Muitos trabalhadores rurais que exerceram alguma atividade urbana ao longo da vida acreditam que perderam definitivamente o direito à aposentadoria rural por idade. Essa interpretação é comum, mas não é verdadeira.
A Súmula 46 da Turma Nacional de Uniformização deixou claro que o período urbano intercalado não impede a concessão da aposentadoria rural, desde que a condição de segurado especial continue configurada no caso concreto.
O entendimento consolidado pela TNU evita injustiças e reconhece a realidade de milhares de famílias rurais que precisam buscar empregos temporários fora do campo para sobreviver.
O que é a aposentadoria por idade rural e quem tem direito?
O artigo 48 da Lei 8.213 de 1991 garante o benefício para homens a partir de 60 anos e mulheres a partir de 55 anos, desde que comprovem o exercício de atividade rural, mesmo de forma descontínua, por período equivalente à carência exigida.
O § 2º da lei deixa claro que a prova da atividade pode ser feita de forma não contínua, acompanhando a dinâmica agrícola, que naturalmente possui intervalos entre plantio, colheita e períodos de estiagem.
Além disso, o artigo 143 da mesma lei reforça a aceitação da descontinuidade para quem busca a aposentadoria rural por idade.
Atividade urbana intercalada não elimina a condição de segurado especial
A Súmula 46 da TNU consolidou uma regra essencial para milhares de trabalhadores.
A presença de períodos urbanos, por si só, não descaracteriza o trabalhador como segurado especial. O que realmente importa é:
• a atividade rural deve permanecer como principal fonte de subsistência do grupo familiar
• o trabalho urbano deve ser episódico, motivado por necessidade econômica
• não pode existir ruptura definitiva com o meio rural
Em outras palavras, o que prevalece é o vínculo essencial do segurado com a vida campesina.
A Lei 11.718 de 2008 e o parâmetro dos 120 dias
A Lei 11.718 incluiu o § 3º no artigo 48 e introduziu um parâmetro objetivo: considerar descontínua a atividade rural quando a interrupção não ultrapassar 120 dias por ano, corridos ou intercalados.

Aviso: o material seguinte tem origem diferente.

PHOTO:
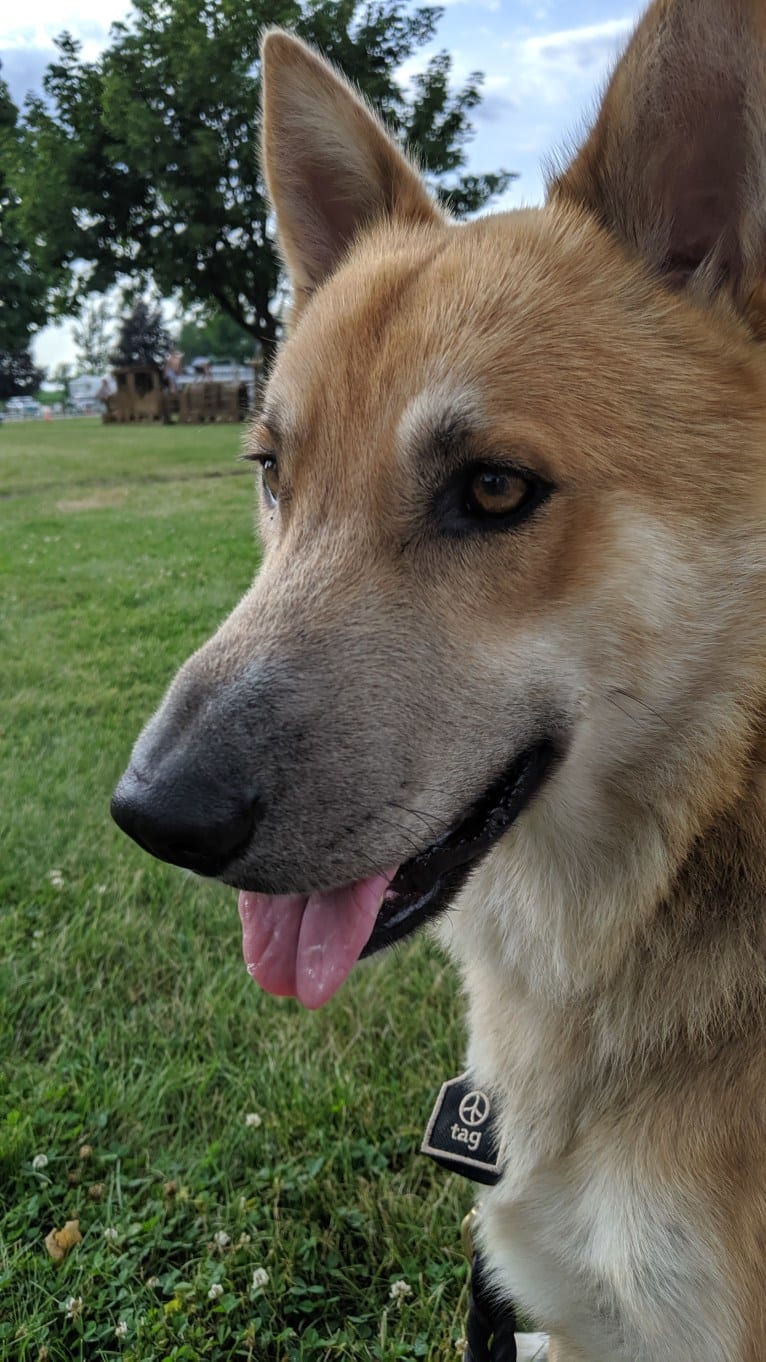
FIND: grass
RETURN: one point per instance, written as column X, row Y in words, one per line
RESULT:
column 132, row 1045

Esse limite funciona como referência, mas não como regra absoluta. Ele não pode ser aplicado de forma rígida porque:
• o ano civil não corresponde ao ciclo agrícola
• regiões diferentes possuem períodos de plantio e estiagem distintos
• longos períodos sem chuva podem obrigar o rurícola a buscar trabalho urbano por mais tempo
O julgador deve analisar cada caso, considerando a realidade econômica e climática da região.
Aposentadoria rural híbrida quando a carência rural não é completada
Quando o trabalhador rural não consegue cumprir toda a carência exclusivamente no campo, mas possui contribuição em outras categorias, a lei permite a aposentadoria híbrida.

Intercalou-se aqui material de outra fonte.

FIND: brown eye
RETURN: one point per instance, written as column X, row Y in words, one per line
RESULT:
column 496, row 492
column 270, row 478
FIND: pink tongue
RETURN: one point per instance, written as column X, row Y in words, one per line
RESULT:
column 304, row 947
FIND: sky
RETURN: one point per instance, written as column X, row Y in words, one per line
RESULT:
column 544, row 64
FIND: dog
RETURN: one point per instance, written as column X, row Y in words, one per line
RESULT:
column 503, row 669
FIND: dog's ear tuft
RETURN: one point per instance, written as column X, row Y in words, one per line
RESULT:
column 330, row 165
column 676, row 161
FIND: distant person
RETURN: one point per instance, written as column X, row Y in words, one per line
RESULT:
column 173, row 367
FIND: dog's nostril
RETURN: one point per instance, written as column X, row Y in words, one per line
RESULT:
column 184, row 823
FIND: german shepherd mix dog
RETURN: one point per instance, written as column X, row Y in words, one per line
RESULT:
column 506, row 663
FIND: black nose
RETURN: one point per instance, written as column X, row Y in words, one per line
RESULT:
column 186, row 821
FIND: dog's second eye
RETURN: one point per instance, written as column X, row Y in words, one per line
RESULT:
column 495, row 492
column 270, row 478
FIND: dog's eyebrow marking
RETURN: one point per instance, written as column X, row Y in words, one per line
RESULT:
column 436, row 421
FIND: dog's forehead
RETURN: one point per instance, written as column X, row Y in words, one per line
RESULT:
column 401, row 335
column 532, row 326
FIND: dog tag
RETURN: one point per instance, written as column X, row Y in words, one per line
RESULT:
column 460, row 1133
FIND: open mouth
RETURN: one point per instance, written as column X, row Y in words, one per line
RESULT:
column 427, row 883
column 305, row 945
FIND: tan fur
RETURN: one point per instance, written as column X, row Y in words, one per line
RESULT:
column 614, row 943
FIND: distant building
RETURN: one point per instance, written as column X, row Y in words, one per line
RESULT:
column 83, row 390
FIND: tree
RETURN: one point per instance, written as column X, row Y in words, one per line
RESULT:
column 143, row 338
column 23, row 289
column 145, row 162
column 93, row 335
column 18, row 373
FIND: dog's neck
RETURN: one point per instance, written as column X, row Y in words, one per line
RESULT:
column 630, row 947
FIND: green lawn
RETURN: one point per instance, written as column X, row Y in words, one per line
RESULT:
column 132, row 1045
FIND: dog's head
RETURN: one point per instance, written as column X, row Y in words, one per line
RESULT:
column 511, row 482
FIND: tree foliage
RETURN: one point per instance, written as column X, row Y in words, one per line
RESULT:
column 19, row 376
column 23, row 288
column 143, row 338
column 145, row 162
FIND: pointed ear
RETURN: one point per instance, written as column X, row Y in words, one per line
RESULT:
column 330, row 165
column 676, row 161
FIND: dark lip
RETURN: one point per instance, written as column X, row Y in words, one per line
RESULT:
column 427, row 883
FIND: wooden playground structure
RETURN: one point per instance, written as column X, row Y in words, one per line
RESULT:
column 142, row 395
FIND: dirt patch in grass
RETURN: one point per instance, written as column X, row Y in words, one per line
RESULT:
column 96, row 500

Nesse caso, o benefício só pode ser pedido na idade urbana, que é:
• 65 anos para homens
• 60 anos para mulheres
A aposentadoria híbrida mistura períodos rurais e urbanos e utiliza a idade urbana como requisito final.
Quando o trabalho urbano impede a aposentadoria rural
A atividade urbana só impede a aposentadoria rural em situações como:
• abandono definitivo da agricultura
• vínculo urbano contínuo e estável por muitos anos
• renda urbana superior e predominante sobre a renda rural
Se o trabalho rural deixa de ser a base da subsistência familiar, o segurado perde a condição de segurado especial.
Trabalho rural e urbano ao mesmo tempo: é possível ser segurado especial?
Sim. A legislação e a jurisprudência admitem que, mesmo com atividades mistas, o segurado continue sendo considerado especial, desde que:
• o trabalho no campo seja o responsável pela subsistência familiar
• a atividade urbana seja secundária ou complementar
• não haja predominância econômica da renda urbana
Isso significa que é plenamente possível exercer função urbana por alguns meses, retornar ao campo e manter o direito à aposentadoria rural por idade.
Então a aposentadoria rural não exige exclusividade absoluta no exercício de atividade campesina. A Súmula 46 confirmou uma interpretação mais humana e realista da lei, permitindo que o segurado especial mantenha seu direito mesmo com breves períodos urbanos.
O que importa é a essência da vida laboral: se o campo continua sendo o eixo central da renda e da rotina da família, a aposentadoria rural permanece garantida.